ARTICLE
7 August 2025

İşten Çıkış Süreçlerinde Sık Yapılan Hatalar: İbraname, İkale Ve Arabuluculukta Dikkat Edilmesi Gerekenler

AL
ASY Legal

Contributor

ASY LEGAL is a boutique law office established by Ali Yurtsever and Emir Aksoy operating in the business center of Istanbul. Our attorneys provide an extensive range of counselling to cover our client's legal issue comprehensively. We ensure that our clients receive tailored solutions for their specific legal issues.
İşçi-işveren uyuşmazlıklarının yargıya taşınmadan çözümlenmesi hem zaman hem de maliyet açısından önemli avantajlar sağlayabilmektedir
Turkey Employment and HR

A. GİRİŞ

İşçi-işveren uyuşmazlıklarının yargıya taşınmadan çözümlenmesi hem zaman hem de maliyet açısından önemli avantajlar sağlayabilmektedir. Dolayısıyla, günümüzde iş ilişkileri sona erdirilirken veya sona erdirildikten sonra tarafların karşılıklı anlaşmaya dayalı bazı araçlara başvurduğu durumlar giderek artmaktadır.

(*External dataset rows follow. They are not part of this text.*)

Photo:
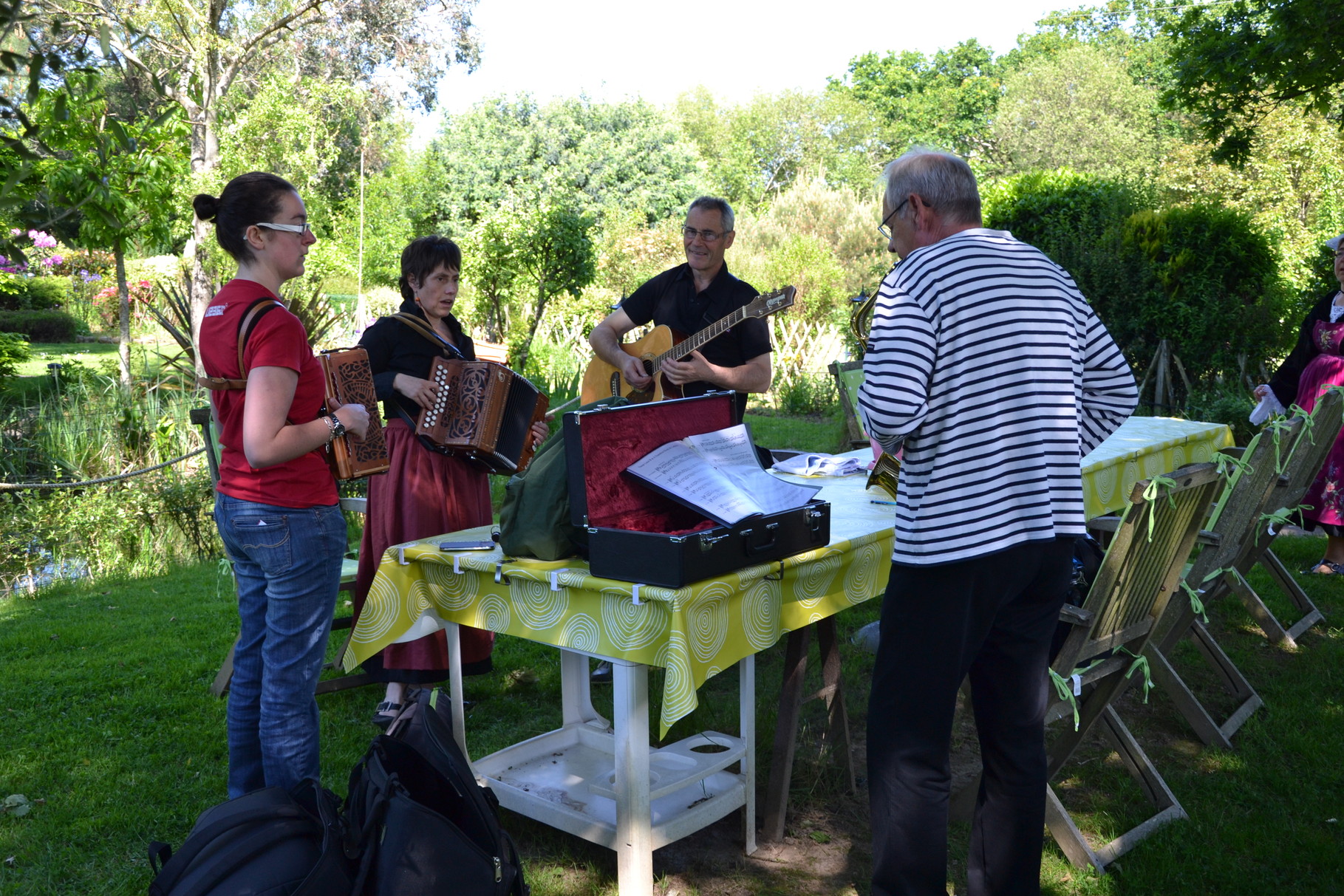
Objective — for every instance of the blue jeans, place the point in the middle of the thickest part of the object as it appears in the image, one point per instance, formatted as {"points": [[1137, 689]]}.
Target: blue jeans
{"points": [[287, 564]]}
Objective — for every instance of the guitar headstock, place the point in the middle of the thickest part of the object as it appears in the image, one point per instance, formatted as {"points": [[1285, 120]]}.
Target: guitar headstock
{"points": [[771, 303]]}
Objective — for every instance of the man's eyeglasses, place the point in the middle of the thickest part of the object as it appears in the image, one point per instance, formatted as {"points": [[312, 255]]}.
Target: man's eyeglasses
{"points": [[707, 236], [289, 229], [882, 228]]}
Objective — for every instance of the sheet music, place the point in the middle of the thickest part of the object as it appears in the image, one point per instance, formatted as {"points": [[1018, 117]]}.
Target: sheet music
{"points": [[678, 469], [731, 451], [720, 473]]}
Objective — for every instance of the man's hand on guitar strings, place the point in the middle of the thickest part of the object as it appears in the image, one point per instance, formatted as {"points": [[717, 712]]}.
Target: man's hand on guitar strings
{"points": [[635, 372], [689, 371]]}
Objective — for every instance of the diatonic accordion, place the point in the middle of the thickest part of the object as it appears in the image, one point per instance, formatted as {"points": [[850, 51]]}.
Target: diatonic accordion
{"points": [[349, 380], [484, 411]]}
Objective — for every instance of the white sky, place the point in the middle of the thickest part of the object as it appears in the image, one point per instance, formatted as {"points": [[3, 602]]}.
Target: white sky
{"points": [[612, 50]]}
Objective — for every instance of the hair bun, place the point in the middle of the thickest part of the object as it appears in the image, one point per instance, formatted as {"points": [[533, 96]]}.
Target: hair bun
{"points": [[206, 206]]}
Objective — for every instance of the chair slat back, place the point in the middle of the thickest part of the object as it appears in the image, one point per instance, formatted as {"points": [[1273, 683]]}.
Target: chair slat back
{"points": [[1144, 563], [1240, 518], [1312, 445]]}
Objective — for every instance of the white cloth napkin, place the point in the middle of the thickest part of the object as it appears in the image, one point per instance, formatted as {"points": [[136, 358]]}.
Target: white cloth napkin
{"points": [[1269, 405], [819, 465]]}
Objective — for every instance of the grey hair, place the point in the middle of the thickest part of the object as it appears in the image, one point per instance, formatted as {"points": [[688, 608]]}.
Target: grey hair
{"points": [[943, 180], [714, 203]]}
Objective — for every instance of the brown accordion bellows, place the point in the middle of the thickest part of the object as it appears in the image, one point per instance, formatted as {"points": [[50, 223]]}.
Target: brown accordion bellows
{"points": [[484, 411]]}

Bu bağlamda, iş sözleşmesinin feshi ve feshe bağlı uyuşmazlıklar ile bağlantılı olarak uygulamada sıkça karşımıza çıkan üç hukuki kavram; i) ibraname, ii) ikale sözleşmesi ve iii) ihtiyari arabuluculuktur. Bu üç kavram, hukuki nitelikleri bakımından birbirinden farklıdır; ancak işverenler tarafından çoğu zaman benzer amaçlarla ya da birbirinin alternatifi gibi değerlendirilmekte ve bu da uygulamada çeşitli hatalara neden olabilmektedir.

Bu makalenin amacı, iş sözleşmesinin sona ermesinde ya da sonrasındaki uyuşmazlıkların çözümünde bu hukuki kavramların doğru ve yerinde kullanımı konusunda işverenlere pratik rehberlik sunmaktır. Dolayısıyla, makalede bu kavramların birbirlerinden farklı hukuki nitelikleri ve özellikle işverenlerin bu yöntemlere başvururken dikkat etmesi gereken hususlar detaylı şekilde değerlendirilmiştir.

B. İBRANAME

1. Hukuki Niteliği

İbra sözleşmesi (ibraname), borçlunun borçtan kurtulmasına yönelik bir sözleşmedir. İbraname ile borç kısmen veya tamamen ortadan kaldırılabilir. İş hukukunda ibraname, işverenin işçiye yönelik borçlarını kısmen/tamamen ifa ettiğini ve borcunun kalmadığını gösteren bir adi yazılı bir belge mahiyetindedir.

İbraname ile doğmuş ve mevcut borçlar sona erdirilebilir. Tarafların aralarındaki borç ilişkisini (doğrudan sözleşmeyi) sona erdirmek için ise ikale sözleşmesi yapmaları gerekir. Bu anlamda ibra, ikaleden farklıdır.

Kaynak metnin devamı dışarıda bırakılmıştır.